The takeoff and first few moments of flight may be the most horrifying, but they are also the most beautiful. Watch the land and ocean spread out below you. Watch the sunrise and the clouds as you slice through them. It's a spectacular sight -- and lucky you: you get to see it, in person!
So -- that's pretty much the program. FULL IMMERSION. It worked for me like a charm and I apply it every time I fly.
Now, this program also comes in handy during my sailing adventures as well. For instance, during our one night passage to Isla Mujeres, Mexico from Belize, we experienced some big wind and even bigger waves and swells.

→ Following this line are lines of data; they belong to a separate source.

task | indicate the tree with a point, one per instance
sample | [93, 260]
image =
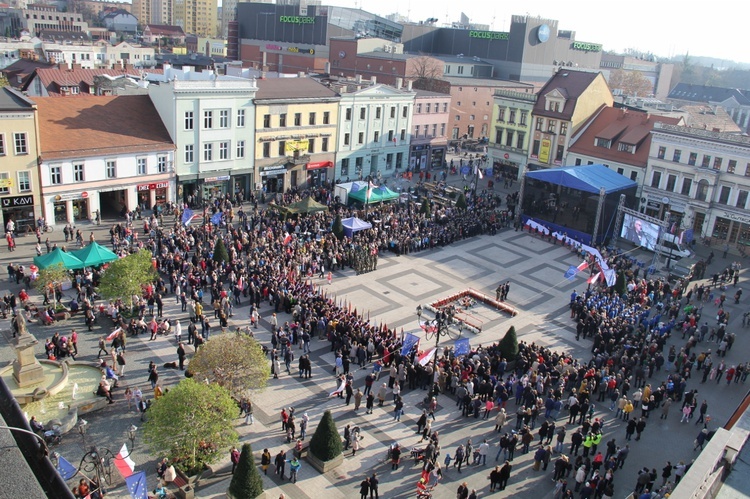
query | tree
[509, 344]
[461, 202]
[192, 424]
[125, 276]
[326, 442]
[631, 83]
[338, 228]
[220, 252]
[51, 276]
[246, 481]
[233, 361]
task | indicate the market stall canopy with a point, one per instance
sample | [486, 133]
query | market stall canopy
[56, 257]
[354, 224]
[94, 255]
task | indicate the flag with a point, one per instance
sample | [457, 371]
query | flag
[123, 463]
[462, 347]
[426, 357]
[137, 485]
[187, 216]
[409, 342]
[66, 470]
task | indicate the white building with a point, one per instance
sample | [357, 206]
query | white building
[374, 135]
[105, 154]
[210, 119]
[702, 178]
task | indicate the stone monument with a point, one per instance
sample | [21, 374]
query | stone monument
[27, 370]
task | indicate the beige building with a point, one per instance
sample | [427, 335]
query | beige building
[295, 133]
[20, 193]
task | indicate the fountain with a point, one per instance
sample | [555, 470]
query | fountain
[53, 391]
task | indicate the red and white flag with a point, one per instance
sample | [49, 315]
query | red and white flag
[123, 463]
[426, 357]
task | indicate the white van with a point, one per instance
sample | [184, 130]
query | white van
[670, 245]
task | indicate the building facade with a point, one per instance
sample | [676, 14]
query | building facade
[210, 119]
[90, 163]
[511, 129]
[702, 179]
[296, 124]
[20, 192]
[374, 136]
[429, 139]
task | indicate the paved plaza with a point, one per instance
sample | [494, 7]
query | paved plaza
[391, 294]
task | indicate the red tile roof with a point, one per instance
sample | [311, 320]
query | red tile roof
[621, 127]
[96, 126]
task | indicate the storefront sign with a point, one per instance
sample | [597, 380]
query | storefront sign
[296, 20]
[490, 35]
[587, 47]
[17, 201]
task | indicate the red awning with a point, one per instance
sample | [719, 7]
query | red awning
[319, 164]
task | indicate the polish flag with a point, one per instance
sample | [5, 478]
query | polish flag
[426, 357]
[123, 463]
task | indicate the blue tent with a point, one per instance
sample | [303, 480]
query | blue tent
[588, 178]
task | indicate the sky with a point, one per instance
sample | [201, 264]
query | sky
[662, 27]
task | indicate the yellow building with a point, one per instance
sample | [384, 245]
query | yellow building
[295, 133]
[20, 193]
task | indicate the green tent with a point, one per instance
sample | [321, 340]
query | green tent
[58, 256]
[94, 255]
[377, 195]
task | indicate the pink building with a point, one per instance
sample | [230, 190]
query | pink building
[429, 138]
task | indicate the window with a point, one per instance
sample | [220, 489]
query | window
[24, 181]
[687, 183]
[55, 175]
[671, 182]
[741, 199]
[724, 194]
[19, 140]
[656, 180]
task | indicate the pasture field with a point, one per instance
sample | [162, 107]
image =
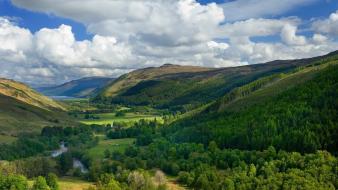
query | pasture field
[109, 144]
[109, 118]
[70, 183]
[6, 139]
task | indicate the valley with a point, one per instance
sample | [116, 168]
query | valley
[264, 126]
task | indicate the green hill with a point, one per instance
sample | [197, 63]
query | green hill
[185, 87]
[81, 88]
[294, 111]
[24, 110]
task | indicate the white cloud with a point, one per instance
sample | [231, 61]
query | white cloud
[135, 34]
[246, 9]
[327, 26]
[290, 37]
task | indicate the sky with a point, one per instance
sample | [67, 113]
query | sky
[53, 41]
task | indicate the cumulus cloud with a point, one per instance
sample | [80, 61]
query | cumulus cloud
[289, 36]
[327, 26]
[258, 8]
[134, 34]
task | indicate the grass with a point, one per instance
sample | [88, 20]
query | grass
[6, 139]
[108, 118]
[109, 144]
[68, 183]
[73, 184]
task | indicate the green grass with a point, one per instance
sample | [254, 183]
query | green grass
[69, 183]
[109, 144]
[108, 118]
[6, 139]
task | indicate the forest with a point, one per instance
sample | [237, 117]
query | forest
[276, 132]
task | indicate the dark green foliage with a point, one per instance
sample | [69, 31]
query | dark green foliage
[12, 181]
[52, 181]
[302, 118]
[40, 184]
[183, 91]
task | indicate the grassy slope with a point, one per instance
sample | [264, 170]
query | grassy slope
[24, 110]
[108, 118]
[68, 183]
[97, 152]
[27, 95]
[170, 86]
[84, 87]
[17, 116]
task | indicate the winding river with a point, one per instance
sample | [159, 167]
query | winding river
[76, 162]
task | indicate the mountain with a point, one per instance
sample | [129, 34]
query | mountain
[80, 88]
[24, 110]
[185, 87]
[294, 111]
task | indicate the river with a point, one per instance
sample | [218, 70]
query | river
[76, 162]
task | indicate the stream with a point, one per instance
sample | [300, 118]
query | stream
[76, 162]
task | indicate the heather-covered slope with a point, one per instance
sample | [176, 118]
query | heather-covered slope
[184, 87]
[81, 88]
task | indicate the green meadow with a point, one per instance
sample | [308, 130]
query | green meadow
[109, 144]
[109, 118]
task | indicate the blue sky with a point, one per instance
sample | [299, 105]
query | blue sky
[35, 20]
[79, 38]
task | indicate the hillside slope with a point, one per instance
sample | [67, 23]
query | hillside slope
[24, 110]
[294, 111]
[182, 87]
[23, 93]
[80, 88]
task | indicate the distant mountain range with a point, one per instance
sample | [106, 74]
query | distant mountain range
[81, 88]
[22, 109]
[294, 110]
[185, 87]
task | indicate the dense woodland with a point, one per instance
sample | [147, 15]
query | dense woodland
[285, 140]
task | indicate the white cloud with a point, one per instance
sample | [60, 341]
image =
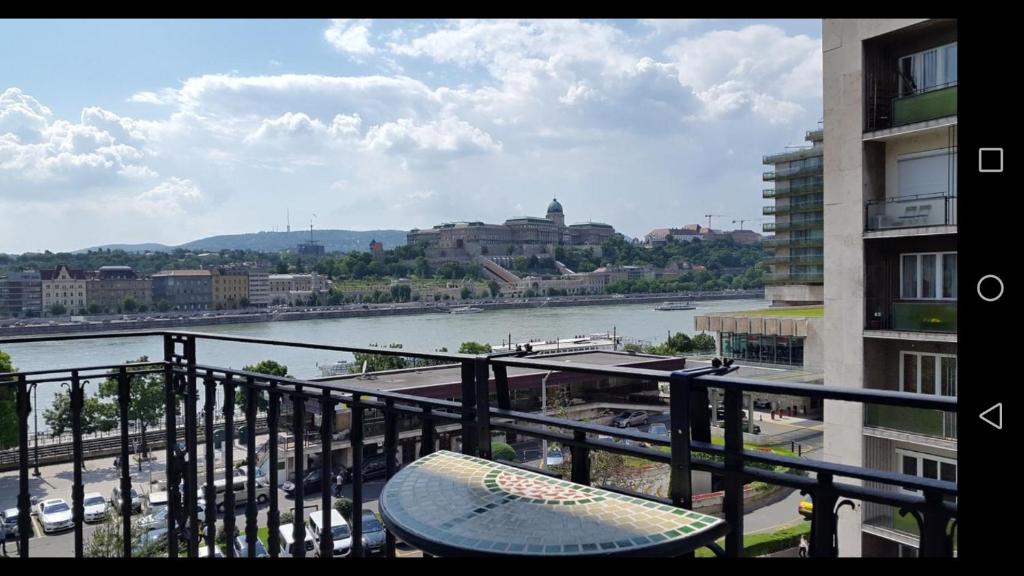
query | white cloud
[352, 38]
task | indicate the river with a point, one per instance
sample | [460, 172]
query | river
[420, 333]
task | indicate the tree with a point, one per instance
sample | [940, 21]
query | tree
[146, 397]
[474, 347]
[268, 367]
[8, 405]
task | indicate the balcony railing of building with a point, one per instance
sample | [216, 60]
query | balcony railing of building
[689, 444]
[933, 423]
[795, 278]
[912, 316]
[892, 112]
[910, 211]
[801, 224]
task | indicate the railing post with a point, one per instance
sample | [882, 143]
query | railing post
[482, 373]
[823, 525]
[78, 490]
[581, 459]
[299, 432]
[680, 486]
[124, 398]
[273, 515]
[252, 397]
[327, 412]
[24, 500]
[356, 442]
[391, 453]
[469, 438]
[170, 429]
[733, 504]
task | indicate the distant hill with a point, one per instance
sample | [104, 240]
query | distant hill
[333, 240]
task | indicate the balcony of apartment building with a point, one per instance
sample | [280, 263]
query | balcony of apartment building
[487, 505]
[911, 288]
[910, 80]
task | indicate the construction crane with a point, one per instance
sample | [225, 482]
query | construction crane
[741, 220]
[710, 216]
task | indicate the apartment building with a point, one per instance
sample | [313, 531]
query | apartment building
[64, 287]
[890, 255]
[797, 263]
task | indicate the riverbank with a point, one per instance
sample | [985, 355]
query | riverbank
[142, 322]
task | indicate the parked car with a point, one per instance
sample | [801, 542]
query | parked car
[373, 467]
[136, 500]
[373, 534]
[630, 418]
[340, 535]
[242, 549]
[806, 507]
[9, 519]
[54, 515]
[288, 543]
[94, 507]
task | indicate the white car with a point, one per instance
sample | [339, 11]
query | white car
[54, 515]
[94, 507]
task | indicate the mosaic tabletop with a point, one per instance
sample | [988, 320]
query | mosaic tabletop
[451, 504]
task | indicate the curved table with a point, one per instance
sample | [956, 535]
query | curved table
[451, 504]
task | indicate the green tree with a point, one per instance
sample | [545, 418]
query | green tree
[146, 397]
[474, 347]
[8, 405]
[268, 367]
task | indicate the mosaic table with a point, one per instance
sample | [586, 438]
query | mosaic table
[453, 504]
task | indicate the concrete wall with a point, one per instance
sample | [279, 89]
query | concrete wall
[845, 183]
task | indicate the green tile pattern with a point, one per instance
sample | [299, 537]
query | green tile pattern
[479, 505]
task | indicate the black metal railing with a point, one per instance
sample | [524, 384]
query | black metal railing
[689, 443]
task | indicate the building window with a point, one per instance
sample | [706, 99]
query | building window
[928, 70]
[933, 374]
[930, 276]
[927, 465]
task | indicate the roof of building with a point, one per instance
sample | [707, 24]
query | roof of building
[181, 273]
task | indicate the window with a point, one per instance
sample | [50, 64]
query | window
[928, 277]
[927, 173]
[929, 70]
[933, 374]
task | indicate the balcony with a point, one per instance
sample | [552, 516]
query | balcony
[925, 317]
[923, 422]
[913, 211]
[926, 106]
[194, 387]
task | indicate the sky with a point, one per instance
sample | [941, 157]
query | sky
[129, 131]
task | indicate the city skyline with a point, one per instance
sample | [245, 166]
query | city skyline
[166, 131]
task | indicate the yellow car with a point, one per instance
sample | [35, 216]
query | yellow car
[807, 508]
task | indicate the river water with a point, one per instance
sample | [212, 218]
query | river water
[419, 333]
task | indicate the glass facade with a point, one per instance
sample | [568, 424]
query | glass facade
[767, 350]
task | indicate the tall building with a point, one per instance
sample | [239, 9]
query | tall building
[22, 294]
[182, 289]
[890, 255]
[65, 287]
[230, 288]
[112, 286]
[797, 262]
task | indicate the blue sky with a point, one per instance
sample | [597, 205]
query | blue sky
[170, 130]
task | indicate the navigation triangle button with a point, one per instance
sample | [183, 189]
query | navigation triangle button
[993, 416]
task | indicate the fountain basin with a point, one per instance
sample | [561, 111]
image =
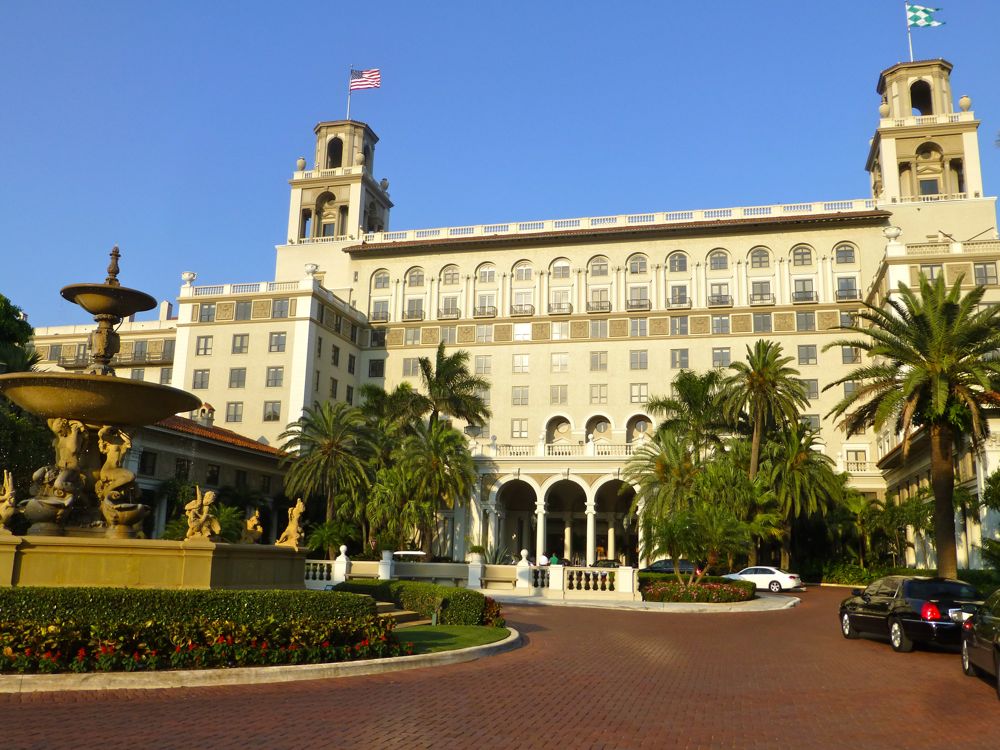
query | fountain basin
[95, 399]
[108, 299]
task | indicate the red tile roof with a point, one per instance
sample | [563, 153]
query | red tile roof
[190, 427]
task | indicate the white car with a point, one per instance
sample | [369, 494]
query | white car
[764, 577]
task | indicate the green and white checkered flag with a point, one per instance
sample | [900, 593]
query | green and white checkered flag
[918, 15]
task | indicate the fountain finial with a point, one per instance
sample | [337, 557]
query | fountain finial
[112, 279]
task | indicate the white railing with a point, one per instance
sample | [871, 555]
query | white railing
[623, 220]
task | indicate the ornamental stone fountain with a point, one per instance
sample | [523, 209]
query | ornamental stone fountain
[83, 511]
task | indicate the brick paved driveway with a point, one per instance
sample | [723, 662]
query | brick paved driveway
[586, 679]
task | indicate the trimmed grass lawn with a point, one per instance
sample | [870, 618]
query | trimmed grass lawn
[428, 639]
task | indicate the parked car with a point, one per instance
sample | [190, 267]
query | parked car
[909, 609]
[981, 639]
[766, 577]
[667, 566]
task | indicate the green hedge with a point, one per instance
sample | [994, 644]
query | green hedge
[714, 590]
[137, 605]
[52, 645]
[457, 606]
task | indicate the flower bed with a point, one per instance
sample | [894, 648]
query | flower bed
[34, 646]
[712, 592]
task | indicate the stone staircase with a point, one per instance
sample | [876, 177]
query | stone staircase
[404, 618]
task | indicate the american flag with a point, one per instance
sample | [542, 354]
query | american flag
[365, 79]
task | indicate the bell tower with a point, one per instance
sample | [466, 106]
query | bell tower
[338, 198]
[923, 150]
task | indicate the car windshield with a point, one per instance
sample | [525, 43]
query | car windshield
[940, 590]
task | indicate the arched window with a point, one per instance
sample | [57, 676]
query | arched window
[718, 260]
[522, 271]
[760, 258]
[599, 266]
[802, 256]
[334, 153]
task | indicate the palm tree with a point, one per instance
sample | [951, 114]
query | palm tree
[694, 411]
[934, 365]
[437, 467]
[327, 450]
[452, 389]
[767, 388]
[801, 478]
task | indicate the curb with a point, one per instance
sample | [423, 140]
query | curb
[192, 678]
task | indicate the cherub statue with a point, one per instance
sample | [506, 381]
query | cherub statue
[8, 505]
[252, 531]
[293, 535]
[201, 523]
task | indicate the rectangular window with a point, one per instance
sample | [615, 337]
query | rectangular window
[598, 393]
[234, 411]
[720, 357]
[279, 308]
[638, 393]
[241, 343]
[272, 411]
[237, 377]
[206, 312]
[275, 377]
[276, 341]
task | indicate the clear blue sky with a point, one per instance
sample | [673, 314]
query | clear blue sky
[172, 128]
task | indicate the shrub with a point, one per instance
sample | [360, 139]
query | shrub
[46, 646]
[715, 591]
[136, 605]
[456, 606]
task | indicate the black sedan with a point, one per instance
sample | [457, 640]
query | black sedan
[981, 640]
[909, 609]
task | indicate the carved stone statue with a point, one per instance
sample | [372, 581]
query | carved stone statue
[252, 531]
[293, 535]
[202, 524]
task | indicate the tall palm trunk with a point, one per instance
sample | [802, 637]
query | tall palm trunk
[943, 484]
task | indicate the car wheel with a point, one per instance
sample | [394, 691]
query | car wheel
[967, 666]
[899, 640]
[847, 627]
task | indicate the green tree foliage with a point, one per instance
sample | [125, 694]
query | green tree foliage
[933, 364]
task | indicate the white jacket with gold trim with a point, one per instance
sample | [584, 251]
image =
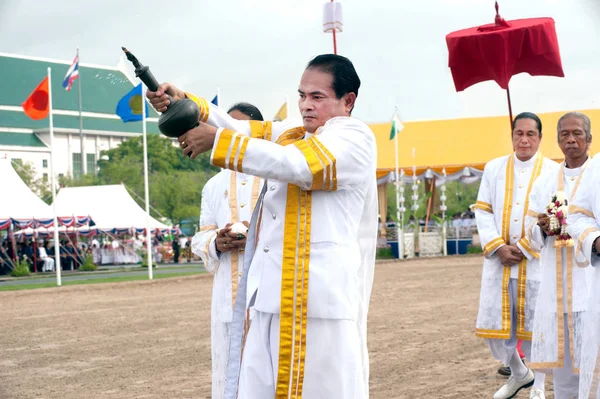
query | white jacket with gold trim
[228, 197]
[563, 291]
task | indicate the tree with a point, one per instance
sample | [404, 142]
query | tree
[175, 181]
[27, 173]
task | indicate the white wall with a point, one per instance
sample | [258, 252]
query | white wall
[65, 145]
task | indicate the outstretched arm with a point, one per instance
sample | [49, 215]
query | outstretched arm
[582, 225]
[341, 155]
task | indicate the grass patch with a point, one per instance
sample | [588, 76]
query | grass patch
[19, 287]
[21, 269]
[472, 249]
[88, 265]
[385, 253]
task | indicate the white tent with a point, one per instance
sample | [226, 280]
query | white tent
[109, 206]
[17, 201]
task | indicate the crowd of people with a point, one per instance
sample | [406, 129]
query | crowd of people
[535, 280]
[103, 250]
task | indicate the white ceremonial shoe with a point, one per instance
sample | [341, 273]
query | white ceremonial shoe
[537, 393]
[514, 385]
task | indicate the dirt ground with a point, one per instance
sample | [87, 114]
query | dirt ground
[152, 339]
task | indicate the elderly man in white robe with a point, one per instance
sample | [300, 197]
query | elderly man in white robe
[228, 199]
[308, 335]
[511, 271]
[584, 226]
[563, 290]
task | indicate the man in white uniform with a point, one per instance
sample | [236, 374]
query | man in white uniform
[227, 198]
[308, 336]
[563, 290]
[511, 271]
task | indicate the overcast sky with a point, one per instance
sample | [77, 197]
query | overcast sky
[255, 50]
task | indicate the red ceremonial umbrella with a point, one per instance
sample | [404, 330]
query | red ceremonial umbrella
[500, 50]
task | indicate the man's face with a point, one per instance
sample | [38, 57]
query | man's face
[318, 102]
[526, 139]
[571, 138]
[235, 114]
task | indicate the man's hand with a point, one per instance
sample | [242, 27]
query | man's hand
[223, 241]
[198, 140]
[238, 240]
[509, 255]
[596, 247]
[159, 100]
[544, 222]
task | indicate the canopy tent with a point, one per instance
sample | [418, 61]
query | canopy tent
[456, 144]
[20, 205]
[111, 207]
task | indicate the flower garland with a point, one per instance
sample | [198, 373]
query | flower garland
[557, 211]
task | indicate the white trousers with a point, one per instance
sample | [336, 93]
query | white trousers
[503, 349]
[566, 383]
[220, 334]
[332, 367]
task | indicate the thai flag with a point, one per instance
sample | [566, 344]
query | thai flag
[72, 74]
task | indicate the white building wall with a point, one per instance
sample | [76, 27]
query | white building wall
[65, 145]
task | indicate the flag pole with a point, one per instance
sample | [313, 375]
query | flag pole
[83, 158]
[287, 106]
[399, 224]
[146, 190]
[53, 182]
[334, 38]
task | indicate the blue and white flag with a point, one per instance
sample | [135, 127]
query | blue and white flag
[72, 74]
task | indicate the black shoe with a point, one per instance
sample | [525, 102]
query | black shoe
[505, 371]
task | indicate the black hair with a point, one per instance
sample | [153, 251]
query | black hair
[345, 78]
[529, 115]
[249, 110]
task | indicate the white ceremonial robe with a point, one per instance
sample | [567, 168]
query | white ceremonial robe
[584, 226]
[563, 291]
[309, 333]
[508, 294]
[228, 197]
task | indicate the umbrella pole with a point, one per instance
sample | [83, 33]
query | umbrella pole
[509, 106]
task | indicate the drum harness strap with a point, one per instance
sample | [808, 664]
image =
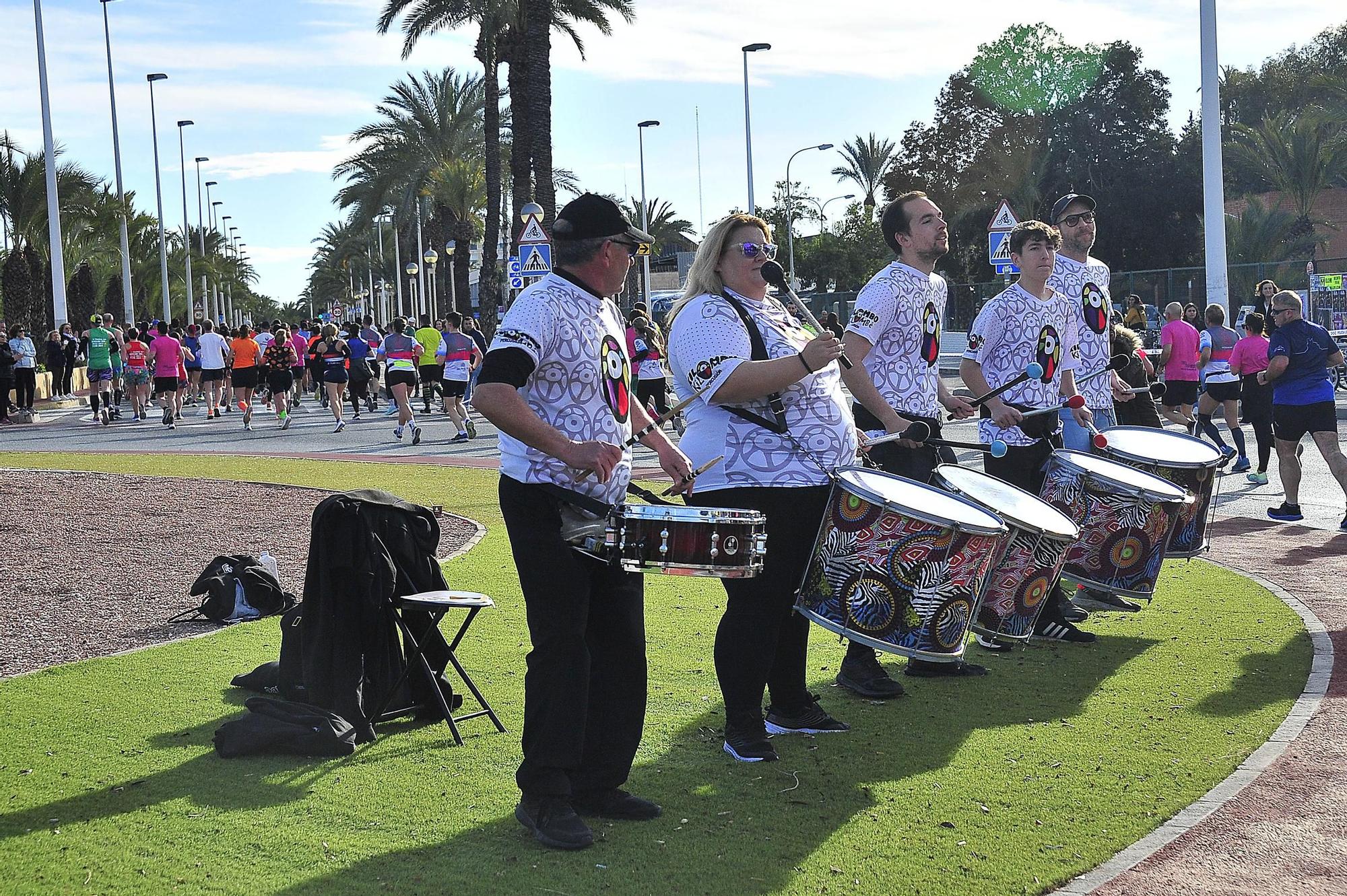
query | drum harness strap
[759, 353]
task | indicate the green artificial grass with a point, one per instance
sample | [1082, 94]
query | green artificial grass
[1011, 784]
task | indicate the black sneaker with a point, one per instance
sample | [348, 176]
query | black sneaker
[810, 720]
[1062, 630]
[1103, 602]
[1286, 513]
[750, 745]
[616, 804]
[554, 823]
[867, 677]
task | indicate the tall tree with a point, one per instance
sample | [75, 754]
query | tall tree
[867, 160]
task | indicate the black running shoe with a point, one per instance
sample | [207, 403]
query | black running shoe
[810, 720]
[750, 745]
[554, 823]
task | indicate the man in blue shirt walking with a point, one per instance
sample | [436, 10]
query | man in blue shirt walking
[1301, 359]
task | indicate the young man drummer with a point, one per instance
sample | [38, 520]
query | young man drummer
[1027, 323]
[557, 382]
[894, 341]
[1085, 283]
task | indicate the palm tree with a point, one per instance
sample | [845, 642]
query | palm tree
[1299, 156]
[424, 18]
[867, 162]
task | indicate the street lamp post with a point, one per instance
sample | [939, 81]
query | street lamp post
[59, 263]
[160, 197]
[127, 306]
[748, 128]
[646, 223]
[187, 222]
[790, 206]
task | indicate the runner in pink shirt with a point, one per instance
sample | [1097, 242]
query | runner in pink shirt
[1179, 357]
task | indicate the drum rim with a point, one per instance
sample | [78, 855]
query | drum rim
[1020, 524]
[676, 513]
[1162, 497]
[1183, 464]
[925, 517]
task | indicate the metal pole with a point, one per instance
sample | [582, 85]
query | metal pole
[1213, 188]
[127, 303]
[59, 263]
[187, 222]
[160, 197]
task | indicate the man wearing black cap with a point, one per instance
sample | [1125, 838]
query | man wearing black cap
[557, 382]
[1085, 281]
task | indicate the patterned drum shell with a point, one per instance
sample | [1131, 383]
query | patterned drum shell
[1185, 460]
[898, 564]
[1124, 516]
[1026, 572]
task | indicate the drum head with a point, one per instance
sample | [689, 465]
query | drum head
[1131, 478]
[921, 501]
[1016, 505]
[1144, 444]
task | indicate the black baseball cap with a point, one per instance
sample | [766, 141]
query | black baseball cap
[1061, 205]
[591, 217]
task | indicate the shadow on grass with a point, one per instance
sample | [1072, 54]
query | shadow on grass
[755, 823]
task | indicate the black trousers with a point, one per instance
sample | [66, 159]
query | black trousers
[762, 641]
[585, 688]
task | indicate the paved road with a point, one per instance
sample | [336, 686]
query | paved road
[371, 438]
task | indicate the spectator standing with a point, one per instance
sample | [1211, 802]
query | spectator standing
[1301, 361]
[25, 369]
[1248, 361]
[56, 359]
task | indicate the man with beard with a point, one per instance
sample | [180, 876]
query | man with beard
[894, 339]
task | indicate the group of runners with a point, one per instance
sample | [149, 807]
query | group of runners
[277, 364]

So instead of going down into the cabin and being bounced around the interior of the boat like a ping pong ball, trying to "deny" that I'm out at sea in the middle of nowhere being battered all over hell -- I choose to place myself at the highest, most visible spot in the cockpit -- face forward, and ride Espiritu like the bucking bronco she is.
Not only does this help squash my fear, it also eases seasickness. (Just a tip).
You can see the growing wave heading right towards Espiritu in this photo. These were big ones. I had to trust that Espiritu would propel over the top of this one, just like she has every other one of the thousands of waves she has sailed over during her 30 years at sea.
How fortunate I was to be here, experiencing the overwhelming power of the sea.
So, give my 8 point plan a try. Let me know how it works!
Chris and I remain anchored at Isla Mujeres, Mexico. We'll be looking for a weather window to make the 3 day sail north to the Florida Keys.